Il rapporto ha affermato che tutti i segnali indicano una maggiore tolleranza al rischio da parte dei produttori, con i maggiori esportatori di greggio degli Emirati Arabi Uniti che cercano vie per portare i carichi sul mercato e fanno affidamento sui collegamenti ship-to-ship per spostare il carico intrappolato. Il cambiamento è rilevante per il mercato delle cisterne perché tiene più navi impegnate in viaggi più lunghi e complessi, aumentando le richieste in diverse classi di navi anche se il flusso di esportazione sottostante resta interrotto.
In particolare, i noli spot medi delle VLCC sono saliti ai livelli più alti dall’inizio del conflitto USA-Iran, con unità moderne che realizzano TCE di USD 800,000 al giorno sulle rotte attraverso lo Stretto di Hormuz.
Sul fronte delle richieste, Clarksons Hellas ha osservato un crescente interesse per i segmenti più grandi delle petroliere, da Aframax fino a VLCC, con le unità in grado di garantire consegna rapida al centro dell’attenzione. Allo stesso tempo, il tonnellaggio datato sta vivendo una notevole ripresa della domanda.

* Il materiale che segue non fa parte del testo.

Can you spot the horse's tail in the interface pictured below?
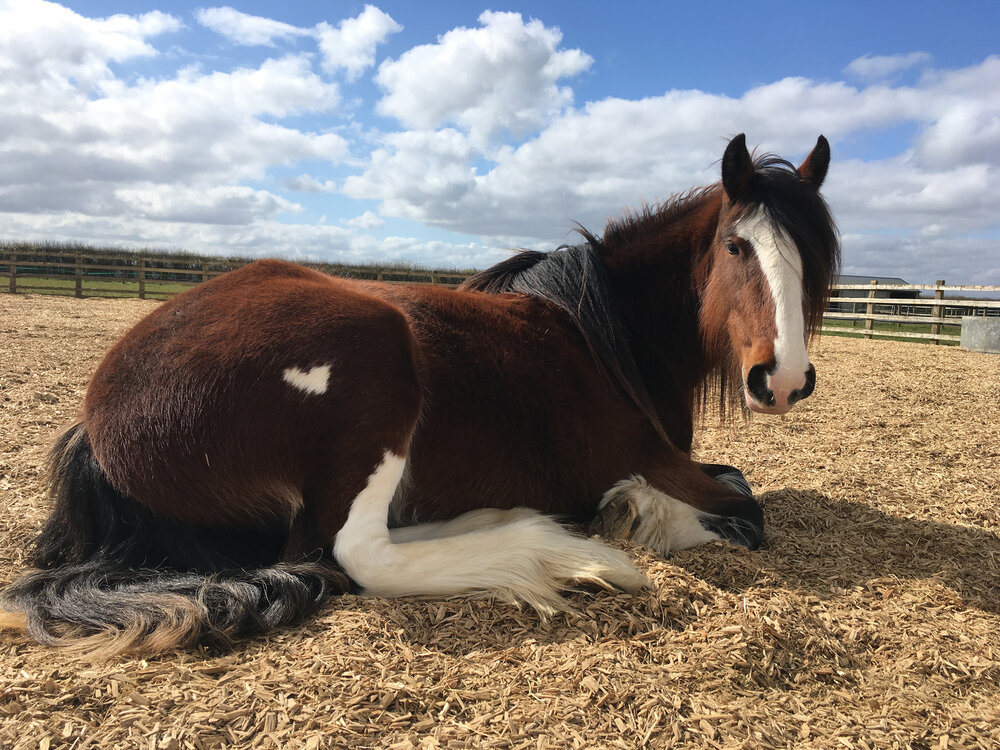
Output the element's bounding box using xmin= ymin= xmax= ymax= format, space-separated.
xmin=0 ymin=424 xmax=353 ymax=658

Il settore bulker continua ad avanzare nella seconda metà dell’anno su basi solide, con una crescita della flotta del 3.5–4% ancora in linea per essere raggiunta quest’anno, anche se le ripercussioni sul Mar Nero e sul Medio Oriente restano incerte. Per il dry cargo, questo contesto aiuta a spiegare perché l’attenzione del mercato continui a seguire sia le perturbazioni regionali sia la disponibilità delle navi, più che una singola rotta commerciale.
La settimana si è chiusa in modo positivo per il mercato spot del dry, con il Capesize BDI a 5,536, in rialzo di circa 17% rispetto alla chiusura della settimana precedente. Clarksons Hellas ha inoltre segnalato un’attività significativa nei segmenti Supramax e Ultramax, con richieste concentrate soprattutto su unità di circa 15 anni di età.
Dry Cargo
La Supramax HARVEST (ABT 58K DWT, 2008, TSUNEISHI (ZHOUSHAN) SHIPBUILDING, CR:4X30T (GRAB FITTED), SCRUBBER) è stata venduta per USD 13.8m a interessi cinesi.
Tanker
Nel comparto tanker, la Suezmax CAPE BENAT (ABT 157K DWT, 2010, JIANGSU RONGSHENG, SCRUBBER) è stata conclusa a USD 62.5m a C/O Lila Global.